India’s movie theatre chain companies, PVR Limited and Inox Leisure, Limited, announced their merger on Sunday.

It was also decided that Ajay Bijli, chairman and managing director of PVR, will be the managing director of the combined entity. The reconstituted board will have 10 members with Inox and PVR having equal representation.

“The film exhibition sector has been one of the worst impacted sectors on account of the pandemic and creating scale to achieve efficiencies is critical for the long term survival of the business and fight the onslaught of digital OTT [over the top] platforms,” he said.

The combined entity will be named “PVR INOX Limited”, while new cinemas opened post the amalgamation will be branded as “PVR INOX”.

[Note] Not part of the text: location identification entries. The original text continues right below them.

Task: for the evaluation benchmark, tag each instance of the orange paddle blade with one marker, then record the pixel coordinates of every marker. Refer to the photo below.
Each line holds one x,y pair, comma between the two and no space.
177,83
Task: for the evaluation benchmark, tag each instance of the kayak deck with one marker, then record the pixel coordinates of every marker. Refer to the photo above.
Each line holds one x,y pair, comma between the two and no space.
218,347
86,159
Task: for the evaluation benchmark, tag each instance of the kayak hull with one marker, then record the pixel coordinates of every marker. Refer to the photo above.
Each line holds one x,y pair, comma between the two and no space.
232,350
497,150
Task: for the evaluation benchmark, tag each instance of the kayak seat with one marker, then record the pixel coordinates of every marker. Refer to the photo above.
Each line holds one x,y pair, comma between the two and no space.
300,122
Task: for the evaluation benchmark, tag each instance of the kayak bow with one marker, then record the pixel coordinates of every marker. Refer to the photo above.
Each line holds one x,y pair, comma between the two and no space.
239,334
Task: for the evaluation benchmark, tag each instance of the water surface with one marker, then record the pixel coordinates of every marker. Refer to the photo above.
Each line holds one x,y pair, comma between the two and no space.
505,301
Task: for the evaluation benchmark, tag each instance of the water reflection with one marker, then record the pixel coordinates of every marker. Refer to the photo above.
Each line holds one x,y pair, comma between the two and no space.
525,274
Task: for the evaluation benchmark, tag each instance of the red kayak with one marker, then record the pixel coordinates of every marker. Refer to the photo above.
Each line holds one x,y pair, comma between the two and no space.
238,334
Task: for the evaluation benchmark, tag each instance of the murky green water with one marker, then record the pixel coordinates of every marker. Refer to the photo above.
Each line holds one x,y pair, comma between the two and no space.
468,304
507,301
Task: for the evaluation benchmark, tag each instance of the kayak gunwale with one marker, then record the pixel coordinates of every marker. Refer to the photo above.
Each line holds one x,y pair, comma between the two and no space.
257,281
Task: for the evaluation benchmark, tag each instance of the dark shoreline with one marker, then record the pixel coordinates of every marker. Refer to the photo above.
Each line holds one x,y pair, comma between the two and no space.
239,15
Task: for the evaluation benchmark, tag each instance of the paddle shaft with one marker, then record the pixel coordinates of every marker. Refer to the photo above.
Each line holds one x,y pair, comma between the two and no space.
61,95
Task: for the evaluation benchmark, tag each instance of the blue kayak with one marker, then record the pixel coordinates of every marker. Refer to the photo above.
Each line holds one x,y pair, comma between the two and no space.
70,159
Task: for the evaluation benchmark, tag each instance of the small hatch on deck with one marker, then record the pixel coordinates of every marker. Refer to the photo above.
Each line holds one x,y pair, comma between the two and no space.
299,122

“The combined entity will become the largest film exhibition company in India operating 1,546 screens across 341 properties in 109 cities,” the statement by Inox read.

The amalgamation is subject to shareholders’ approval of both companies, stock exchanges, the Securities and Exchange Board of India and other regulatory bodies, according to a release issued by Inox.

Once the merger is successful, Inox promoters will have a 16.66% stake while PVR promoters will have a 10.62% stake in the combined entity. Also Inox shareholders will receive shares of PVR at the approved exchange rate.

“Accordingly, Inox shareholders will receive 3 shares of PVR for 10 shares of Inox,” the release said.